The practical payoff comes from sequencing those capabilities carefully. A focused workflow, explicit measures, controlled access, and continuous evaluation provide a more credible path to value than attempting broad autonomy at launch.

Key takeaways
- Define the business outcome and proof of success before choosing prompts, models, or tools.
- Begin with a repeatable workflow whose inputs, outputs, and failure conditions can be judged clearly.
- Increase capability in stages: relevant retrieval, limited tools, read-only integrations, controlled actions, and then broader autonomy.
- Treat privacy, governance, evaluation, observability, and human escalation as product requirements from the beginning.
- Scale only when operational quality and the intended business outcome remain stable in production.
Start with a decision contract, not an agent concept

An agent initiative becomes testable when the team can state what decision or task the system will handle, what information it requires, what it must never do, and how success will be measured. This creates a decision contract between the product, its users, and the organization operating it.

The supplied source recommends anchoring an AI strategy to one measurable outcome before writing a prompt or selecting a model. It gives lead response time, first-contact resolution, and time-to-first-value as possible measures. Those examples illustrate an important distinction: the agent is a means of changing workflow performance, not the outcome itself.

This framing also makes AI readiness concrete. Instead of asking whether an organization is generally ready for agents, a product team can examine one workflow: Is the required data available? Are the inputs sufficiently consistent? Can acceptable output be recognized? Are the constraints and escalation conditions explicit? A negative answer identifies product work to complete; it does not automatically call for a more capable model.

A useful initial scope therefore has clear boundaries and frequent enough repetition to produce evidence. The source identifies support-ticket triage, inbound-lead qualification, and account-note summarization as examples. Their significance is not that every organization should adopt them, but that they offer observable inputs and outputs. That makes errors easier to classify and improvements easier to evaluate.

Design capability as an autonomy ladder

The core architectural question is not whether an agent can perform an action. It is what evidence should be required before the product is allowed to perform that action without review. Treating capability as an autonomy ladder gives the team intermediate states between a passive assistant and an unrestricted operator.

The source proposes a retrieval-first pipeline that introduces only relevant knowledge into the context window. In product terms, retrieval is part of the experience contract: the system should receive the information needed for the task without being burdened by unrelated material. This can improve the conditions for relevant responses, although retrieval does not eliminate the need to evaluate the final behavior.

Tool access should be similarly bounded. The source recommends a small, explicit tool catalog, with the agent’s role, constraints, and escalation routes documented. It also points to Model Context Protocol as a way to standardize tool invocation across services. Standardization can make integrations more consistent, but it does not decide which tools the agent should receive or what permissions those tools should carry; those remain product and risk decisions.

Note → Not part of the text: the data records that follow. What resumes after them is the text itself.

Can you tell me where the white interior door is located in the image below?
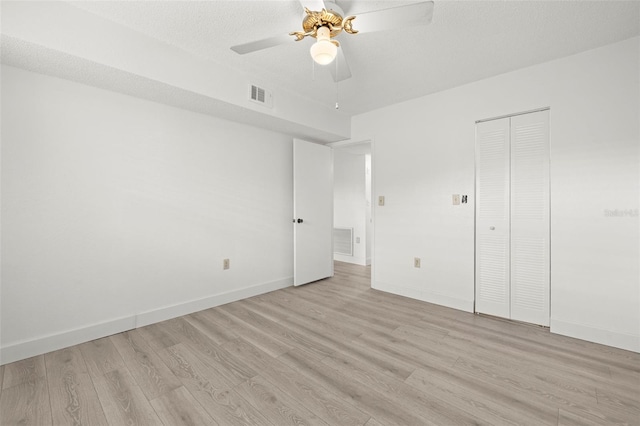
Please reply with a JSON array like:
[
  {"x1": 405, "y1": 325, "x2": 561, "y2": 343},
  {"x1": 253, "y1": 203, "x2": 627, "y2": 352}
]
[
  {"x1": 511, "y1": 110, "x2": 550, "y2": 326},
  {"x1": 293, "y1": 139, "x2": 333, "y2": 285},
  {"x1": 476, "y1": 117, "x2": 511, "y2": 318}
]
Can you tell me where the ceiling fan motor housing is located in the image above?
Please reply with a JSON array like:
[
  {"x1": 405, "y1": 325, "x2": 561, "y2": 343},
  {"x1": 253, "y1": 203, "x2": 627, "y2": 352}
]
[{"x1": 302, "y1": 3, "x2": 342, "y2": 37}]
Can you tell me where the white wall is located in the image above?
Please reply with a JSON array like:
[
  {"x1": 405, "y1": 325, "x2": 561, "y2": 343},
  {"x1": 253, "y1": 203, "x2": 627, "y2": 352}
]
[
  {"x1": 1, "y1": 66, "x2": 293, "y2": 363},
  {"x1": 352, "y1": 38, "x2": 640, "y2": 351},
  {"x1": 333, "y1": 149, "x2": 367, "y2": 265}
]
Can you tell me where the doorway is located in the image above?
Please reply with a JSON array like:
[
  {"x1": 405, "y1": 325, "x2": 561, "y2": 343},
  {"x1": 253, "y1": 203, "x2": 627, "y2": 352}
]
[{"x1": 331, "y1": 141, "x2": 373, "y2": 266}]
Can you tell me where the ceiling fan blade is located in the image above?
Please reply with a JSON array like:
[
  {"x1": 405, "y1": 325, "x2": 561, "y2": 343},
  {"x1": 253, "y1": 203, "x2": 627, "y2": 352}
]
[
  {"x1": 231, "y1": 34, "x2": 295, "y2": 55},
  {"x1": 327, "y1": 47, "x2": 351, "y2": 82},
  {"x1": 353, "y1": 1, "x2": 433, "y2": 33}
]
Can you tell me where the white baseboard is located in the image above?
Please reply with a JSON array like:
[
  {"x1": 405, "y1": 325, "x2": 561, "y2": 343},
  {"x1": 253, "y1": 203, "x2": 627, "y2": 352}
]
[
  {"x1": 0, "y1": 277, "x2": 293, "y2": 364},
  {"x1": 371, "y1": 281, "x2": 473, "y2": 312},
  {"x1": 550, "y1": 318, "x2": 640, "y2": 352},
  {"x1": 136, "y1": 277, "x2": 293, "y2": 327},
  {"x1": 0, "y1": 315, "x2": 136, "y2": 364}
]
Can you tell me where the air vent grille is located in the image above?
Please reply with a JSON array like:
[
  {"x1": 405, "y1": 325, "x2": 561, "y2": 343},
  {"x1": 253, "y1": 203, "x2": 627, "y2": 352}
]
[
  {"x1": 251, "y1": 85, "x2": 264, "y2": 103},
  {"x1": 250, "y1": 84, "x2": 272, "y2": 108},
  {"x1": 333, "y1": 228, "x2": 353, "y2": 256}
]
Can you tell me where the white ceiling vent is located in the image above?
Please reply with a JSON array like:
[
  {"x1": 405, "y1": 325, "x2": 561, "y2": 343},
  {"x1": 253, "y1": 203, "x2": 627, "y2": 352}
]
[{"x1": 249, "y1": 84, "x2": 273, "y2": 108}]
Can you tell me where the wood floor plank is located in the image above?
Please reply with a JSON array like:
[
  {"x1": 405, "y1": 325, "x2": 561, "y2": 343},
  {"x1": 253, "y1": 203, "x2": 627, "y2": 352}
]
[
  {"x1": 136, "y1": 321, "x2": 180, "y2": 352},
  {"x1": 2, "y1": 355, "x2": 47, "y2": 389},
  {"x1": 322, "y1": 344, "x2": 482, "y2": 424},
  {"x1": 234, "y1": 376, "x2": 327, "y2": 426},
  {"x1": 0, "y1": 262, "x2": 640, "y2": 426},
  {"x1": 184, "y1": 313, "x2": 238, "y2": 345},
  {"x1": 78, "y1": 337, "x2": 125, "y2": 378},
  {"x1": 364, "y1": 417, "x2": 384, "y2": 426},
  {"x1": 200, "y1": 308, "x2": 291, "y2": 356},
  {"x1": 165, "y1": 318, "x2": 258, "y2": 385},
  {"x1": 222, "y1": 301, "x2": 332, "y2": 356},
  {"x1": 110, "y1": 330, "x2": 182, "y2": 400},
  {"x1": 93, "y1": 368, "x2": 162, "y2": 426},
  {"x1": 151, "y1": 386, "x2": 218, "y2": 426},
  {"x1": 596, "y1": 389, "x2": 640, "y2": 423},
  {"x1": 225, "y1": 338, "x2": 370, "y2": 426},
  {"x1": 280, "y1": 349, "x2": 438, "y2": 425},
  {"x1": 0, "y1": 378, "x2": 53, "y2": 426},
  {"x1": 45, "y1": 346, "x2": 108, "y2": 426},
  {"x1": 160, "y1": 343, "x2": 272, "y2": 425}
]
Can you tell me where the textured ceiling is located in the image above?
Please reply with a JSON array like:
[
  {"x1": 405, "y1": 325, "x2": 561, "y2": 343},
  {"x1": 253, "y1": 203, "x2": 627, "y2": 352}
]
[{"x1": 67, "y1": 0, "x2": 640, "y2": 114}]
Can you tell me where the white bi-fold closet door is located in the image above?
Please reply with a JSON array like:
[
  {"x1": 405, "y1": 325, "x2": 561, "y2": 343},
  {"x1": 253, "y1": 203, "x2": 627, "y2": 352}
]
[{"x1": 476, "y1": 110, "x2": 550, "y2": 326}]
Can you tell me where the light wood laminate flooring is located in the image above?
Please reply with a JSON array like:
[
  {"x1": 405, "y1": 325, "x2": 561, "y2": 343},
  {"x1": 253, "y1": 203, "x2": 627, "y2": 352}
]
[{"x1": 0, "y1": 262, "x2": 640, "y2": 426}]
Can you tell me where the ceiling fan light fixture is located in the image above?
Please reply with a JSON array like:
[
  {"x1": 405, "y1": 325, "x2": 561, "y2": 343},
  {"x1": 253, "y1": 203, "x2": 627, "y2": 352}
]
[{"x1": 309, "y1": 27, "x2": 338, "y2": 65}]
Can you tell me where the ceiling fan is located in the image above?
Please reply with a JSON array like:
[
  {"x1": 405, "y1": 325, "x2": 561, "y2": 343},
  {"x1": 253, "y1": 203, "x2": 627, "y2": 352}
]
[{"x1": 231, "y1": 0, "x2": 433, "y2": 82}]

Systems of record deserve special caution. The source advises beginning with read-only CRM integration and adding actions only after reliability has been demonstrated. This suggests a practical progression: first observe and recommend, then prepare an action for approval, and only later execute eligible actions within defined limits. Each step creates new failure consequences, so each should have its own evidence threshold.

Prompt engineering belongs inside this broader capability design. A prompt can express the agent’s role and boundaries, but predictable operation also depends on retrieved context, tool definitions, permissions, timeouts, escalation logic, and the surrounding user experience. Managing only the prompt would leave much of the product’s actual behavior outside the team’s control.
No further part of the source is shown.